19. An authentication method uses smart cards as well as usernames and passwords for authentication. Which of the following authentication methods is being referred to?

    • Anonymous
    • Mutual
    • Multi-factor 
    • Biometrics
    Explanation:
    Multi-factor authentication involves a combination of multiple methods of authentication. For example, an authentication method that uses smart cards as well as usernames and passwords can be referred to as multi-factor authentication. Answer: B is incorrect. Mutual authentication is a process in which a client process and server are required to prove their identities to each other before performing any application function. The client and server identities can be verified through a trusted third party and use shared secrets as in the case of Kerberos v5. The MS-CHAP v2 and EAP-TLS authentication methods support mutual authentication. Answer: A is incorrect. Anonymous authentication is an authentication method used for Internet communication. It provides limited access to specific public folders and directory information. It is supported by all clients and is used to access unsecured content in public folders. An administrator must create a user account in IIS to enable the user to connect anonymously. Answer: D is incorrect. Biometrics authentication uses physical characteristics, such as fingerprints, scars, retinal patterns, and other forms of biophysical qualities to identify a user.

20. You work as a security engineer for BlueWell Inc. You want to use some techniques and procedures to verify the effectiveness of security controls in Federal Information System. Which of the following NIST documents will guide you?

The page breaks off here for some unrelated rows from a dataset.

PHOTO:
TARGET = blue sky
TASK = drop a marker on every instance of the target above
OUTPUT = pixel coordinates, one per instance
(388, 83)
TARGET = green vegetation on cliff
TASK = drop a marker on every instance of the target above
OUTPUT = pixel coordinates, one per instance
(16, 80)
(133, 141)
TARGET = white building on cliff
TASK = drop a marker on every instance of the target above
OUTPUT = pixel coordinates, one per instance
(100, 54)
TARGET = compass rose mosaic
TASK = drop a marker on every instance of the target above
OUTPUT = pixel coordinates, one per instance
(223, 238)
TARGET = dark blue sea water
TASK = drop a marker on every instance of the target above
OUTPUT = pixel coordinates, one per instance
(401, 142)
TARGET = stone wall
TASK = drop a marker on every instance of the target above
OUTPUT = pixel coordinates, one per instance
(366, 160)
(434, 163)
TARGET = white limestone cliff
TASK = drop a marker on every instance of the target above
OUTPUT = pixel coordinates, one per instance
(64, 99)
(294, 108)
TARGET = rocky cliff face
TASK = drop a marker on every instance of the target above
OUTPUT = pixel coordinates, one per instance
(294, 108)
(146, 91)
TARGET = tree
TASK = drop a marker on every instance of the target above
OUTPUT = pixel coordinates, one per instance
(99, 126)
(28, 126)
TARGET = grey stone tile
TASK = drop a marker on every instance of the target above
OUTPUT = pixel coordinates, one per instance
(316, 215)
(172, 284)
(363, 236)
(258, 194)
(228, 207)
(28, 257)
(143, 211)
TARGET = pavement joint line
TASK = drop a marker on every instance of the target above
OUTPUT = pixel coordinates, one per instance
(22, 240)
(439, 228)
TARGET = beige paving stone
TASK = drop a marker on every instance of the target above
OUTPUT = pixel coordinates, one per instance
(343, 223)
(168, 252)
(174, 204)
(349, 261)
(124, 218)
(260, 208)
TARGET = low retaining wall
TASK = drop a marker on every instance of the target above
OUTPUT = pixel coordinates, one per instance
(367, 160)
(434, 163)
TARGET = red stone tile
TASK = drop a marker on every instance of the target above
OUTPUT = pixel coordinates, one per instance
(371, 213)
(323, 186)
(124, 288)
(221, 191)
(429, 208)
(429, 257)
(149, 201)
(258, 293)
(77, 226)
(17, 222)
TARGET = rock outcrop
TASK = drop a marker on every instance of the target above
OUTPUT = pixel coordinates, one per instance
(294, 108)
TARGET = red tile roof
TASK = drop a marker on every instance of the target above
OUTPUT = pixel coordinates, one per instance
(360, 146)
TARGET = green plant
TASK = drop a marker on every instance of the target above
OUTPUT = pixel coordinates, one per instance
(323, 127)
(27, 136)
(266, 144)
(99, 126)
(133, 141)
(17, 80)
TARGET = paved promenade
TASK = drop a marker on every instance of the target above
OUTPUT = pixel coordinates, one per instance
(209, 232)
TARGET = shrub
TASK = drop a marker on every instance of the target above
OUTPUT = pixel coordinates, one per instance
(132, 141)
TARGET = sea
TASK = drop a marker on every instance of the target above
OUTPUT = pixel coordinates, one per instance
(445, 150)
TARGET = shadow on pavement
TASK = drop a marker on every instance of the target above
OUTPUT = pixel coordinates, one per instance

    • NIST Special Publication 800-53
    • NIST Special Publication 800-59
    • NIST Special Publication 800-53A 
    • NIST Special Publication 800-37
    Explanation:
    NIST has developed a suite of documents for conducting Certification & Accreditation (C&A). These documents are as follows: 1.NIST Special Publication 800-37: This document is a guide for the security certification and accreditation of Federal Information Systems. 2.NIST Special Publication 800-53: This document provides a guideline for security controls for Federal Information Systems. 3.NIST Special Publication 800-53A. This document consists of techniques and procedures for verifying the effectiveness of security controls in Federal Information System. 4.NIST Special Publication 800-59: This document provides a guideline for identifying an information system as a National Security System. 5.NIST Special Publication 800-60: This document is a guide for mapping types of information and information systems to security objectives and risk levels.